如果倒過來從建築來思考和音樂的關係又如何?建築設計是否受到音樂的影響?他她們是否也熱愛音樂?當蓋瑞(Frank Gehry)設計洛杉磯的狄斯尼音樂廳時,他的構思有多少來自音樂?表面看來,他特有的那種捲蓋式的弧線似乎更是「立體畫」(Cubism)的變形,但我卻想到現代「非調性」(atonal)的音樂。當法國名建築師波贊巴(Christian de Portzamparc)設計巴黎的「音樂城」(Cité de la Musique)時,是否和作曲家布烈茲(Pierre Boulez)討論過?談的是什麼?
建築與音樂中的精確與詩意
這一系列的問題又引起我的胡思亂想,甚至開始買些建築文化的書籍來讀。2008年9月我到意大利參加威尼斯的建築雙年展,路過羅馬旅遊,偶然在一家書店中見到一本小書,作者是鼎鼎大名的意大利建築師庇亞諾(Ranzo Piano,日本大阪機場就是他設計的),或許他的姓氏Piano和鋼琴或音樂上的「弱音」是偶合,但我猜他也喜歡音樂。在這本名為《建築師的責任》的書中,他提到有一次到巴爾馬城的音樂廳聽阿巴多(Claudio Abbado)指揮馬勒的第三交響曲,大為驚嘆,他說這不僅是一首純淨的詩,而且更認為和好的建築一樣,「都是為了尋回同樣的願望:一種精確性、一種數學原則或幾何圖案,同樣的精準,或同樣的不馴」。這句話表面上說的是庇亞諾聽阿巴多詮釋馬勒交響曲的印象:既精準又有詩意,並非全指馬勒第三交響曲的樂曲本身結構。然而句中最後一個字卻令我思之再三:「不馴」(意大利文 disubbidienze 原意是「不服從」),它的意涵到底是什麼?對什麼「不服從」?

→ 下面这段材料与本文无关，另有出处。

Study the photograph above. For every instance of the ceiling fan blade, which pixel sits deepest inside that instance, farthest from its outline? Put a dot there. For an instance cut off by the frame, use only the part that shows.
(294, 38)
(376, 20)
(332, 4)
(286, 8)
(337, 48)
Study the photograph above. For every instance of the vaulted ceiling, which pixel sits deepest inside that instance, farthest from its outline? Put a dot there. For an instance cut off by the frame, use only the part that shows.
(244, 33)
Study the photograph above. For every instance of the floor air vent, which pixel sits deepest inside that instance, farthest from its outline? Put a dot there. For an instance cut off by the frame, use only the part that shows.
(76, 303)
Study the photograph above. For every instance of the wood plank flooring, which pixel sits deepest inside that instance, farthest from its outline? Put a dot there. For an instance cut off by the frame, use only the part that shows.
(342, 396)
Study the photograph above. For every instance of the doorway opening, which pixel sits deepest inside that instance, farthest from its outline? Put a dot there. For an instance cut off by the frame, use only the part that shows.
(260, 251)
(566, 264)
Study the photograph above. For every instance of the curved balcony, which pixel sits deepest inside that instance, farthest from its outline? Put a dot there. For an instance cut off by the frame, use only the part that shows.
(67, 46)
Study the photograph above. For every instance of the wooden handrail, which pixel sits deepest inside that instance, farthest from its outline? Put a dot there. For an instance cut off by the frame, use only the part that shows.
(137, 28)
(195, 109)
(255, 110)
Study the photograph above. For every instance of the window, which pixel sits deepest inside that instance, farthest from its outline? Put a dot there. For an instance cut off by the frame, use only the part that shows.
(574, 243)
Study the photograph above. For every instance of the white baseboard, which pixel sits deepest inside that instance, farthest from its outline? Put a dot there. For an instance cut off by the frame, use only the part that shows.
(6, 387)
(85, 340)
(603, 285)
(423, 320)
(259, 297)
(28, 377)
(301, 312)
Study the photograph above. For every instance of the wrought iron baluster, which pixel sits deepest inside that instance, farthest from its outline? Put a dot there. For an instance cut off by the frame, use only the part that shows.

庇亞諾在書中又提到了另一位意大利當代作曲家 Berio 的作品,說他的作品在結構上既嚴謹又「不馴」,最愛講求肌理動態、和色彩,在本書同頁他又說:「建築是一種先鋒藝術,它在接受挑戰中成長,也不停地挑戰它得以存在的真實。」這句話令我思索了大半天,總算半知半解地悟出一個道理:原來「精準」和「動感」、「嚴謹」和「不馴或不和」之間的矛盾可以造成緊張的關係,這種「麻煩」,就是創意,音樂如此(甚至在巴哈的對位嚴謹的音樂結構中也潛藏「不和」的音樂),建築更是如此,建築大師的作品之所以能超越普通工匠的水準,就在於其受人委託設計的建築物中另涵他物——一種不按理出牌的想像空間,它並不完全按部就班,但這種想像力或創意並非憑空而來,而是和建築師個人的經驗與人文知識的積累有關,有時候更要從其他藝術領域中找尋靈感。
甘於服務 摒棄想像
至此我不禁又想到香港大部分的公屋和豪宅,有幾幢是富有「想像力」的建築?也許風格早已不在地產商考慮之列,蓋房子只不過是經濟實效的一環。所以不少香港建築師才認為自己是「服務」階級,作地產商的奴隸。講求實效的「工具理性」說法我早已司空聽慣,其實功能並不全然決定形式,反之有創意的形式照樣可以產生新的功能和實效。香港一般住屋的設計之令我厭煩,恰是因為它缺乏想像力和人文素養,看來如出一轍,一個模型:幾十層高樓的地基必是大理石圓柱(以表現豪華?),地下必是停車場或商場,地面上設計一個小花園(有什麼用?擺飾?排場?我看不見有人在此憩息),然後是走廊、玻璃門、電梯……進得房來,空間卻小得可憐,在設計上非但沒有好好利用「逼」出來的數百平方尺空間,卻偏偏加上一些庸俗而無用的大小門檻和陽台,外加兩三個廁所;廚房呢?小得可憐。一切都是為了生意,何來創意?一種設計成功了,其他的競相仿效。
我不相信香港建築師中沒有創意人才,說不定更有像蓋瑞和庇亞諾式的將來大師,問題是:他她們都是整套經濟和市場體系下的犧牲品,最多也不過是這個龐大地產機器中的一個小環鏈,談什麼創意?
原刊於《亞洲周刊》,本社獲作者授權轉載。